Non si tratta affatto di dare una rinfrescatina sonora a quelle ballate d’antan – come se fossero fotografie in bianco e nero da convertire disinvoltamente in immagini a colori, grazie alle magie prefabbricate di Photoshop – ma di riversare una perizia a suo tempo inarrivabile negli stampi primitivi in cui esse furono forgiate. Parlare semplicemente di nuovi arrangiamenti significherebbe fare torto non solo alle qualità di tutti i membri della Compagnia, che del resto avevano già avuto modo di sfoggiare in concerto delle versioni molto più elaborate, ma soprattutto allo straordinario lavoro di postproduzione che è stato svolto da Alessandro e Andrea Di Nunzio.

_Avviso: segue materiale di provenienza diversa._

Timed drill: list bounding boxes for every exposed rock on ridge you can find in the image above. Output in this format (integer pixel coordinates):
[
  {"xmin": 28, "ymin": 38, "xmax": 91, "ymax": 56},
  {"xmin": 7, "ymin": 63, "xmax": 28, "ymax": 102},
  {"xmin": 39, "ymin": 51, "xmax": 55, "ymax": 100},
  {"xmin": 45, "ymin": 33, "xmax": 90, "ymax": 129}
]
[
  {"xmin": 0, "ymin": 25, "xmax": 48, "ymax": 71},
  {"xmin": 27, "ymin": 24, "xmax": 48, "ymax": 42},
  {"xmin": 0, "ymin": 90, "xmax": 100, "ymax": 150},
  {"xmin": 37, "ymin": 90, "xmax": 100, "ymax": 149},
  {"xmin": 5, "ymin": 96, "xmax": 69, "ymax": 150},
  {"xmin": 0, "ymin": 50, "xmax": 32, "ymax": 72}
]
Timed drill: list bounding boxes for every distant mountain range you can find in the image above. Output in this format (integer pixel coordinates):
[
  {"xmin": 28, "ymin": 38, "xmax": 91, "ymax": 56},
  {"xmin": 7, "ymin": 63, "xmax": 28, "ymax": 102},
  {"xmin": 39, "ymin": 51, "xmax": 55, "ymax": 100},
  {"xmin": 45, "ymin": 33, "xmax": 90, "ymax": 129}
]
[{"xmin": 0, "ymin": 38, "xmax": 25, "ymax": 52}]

I quali, “dall’alto” dei loro trent’anni (e quindi con una lucidissima padronanza delle tendenze musicali degli ultimi due decenni) hanno saputo trasformare in composizioni brillanti, e talvolta sorprendenti, le cadenze fatalmente schematiche degli originali.

“Quadraginta annos”, dunque, è allo stesso tempo un grande riconoscimento al passato e una potente proiezione nel presente. Da un lato ci mostra che cosa avrebbero potuto diventare certe canzoni di buona tempra ma dalla realizzazione ancora approssimativa, se viceversa ci fossero state le capacità e le condizioni necessarie per affinarle quanto serviva a metterle in grado di competere con quelle che venivano pubblicate nei canali ufficiali, e che tanto hanno contribuito a diffondere idee “di sinistra”; dall’altro ci ricorda, però, che il professionismo è nulla, se non poggia su salde motivazioni ideali e su un’autentica ispirazione.

C’è un filo di rimpianto, per quello che poteva essere e non è stato. Ma c’è tutto l’orgoglio di aver fatto del proprio meglio, lungo questi quattro decenni, per mantenersi integri. E, ma sì, la soddisfazione di esserci riusciti.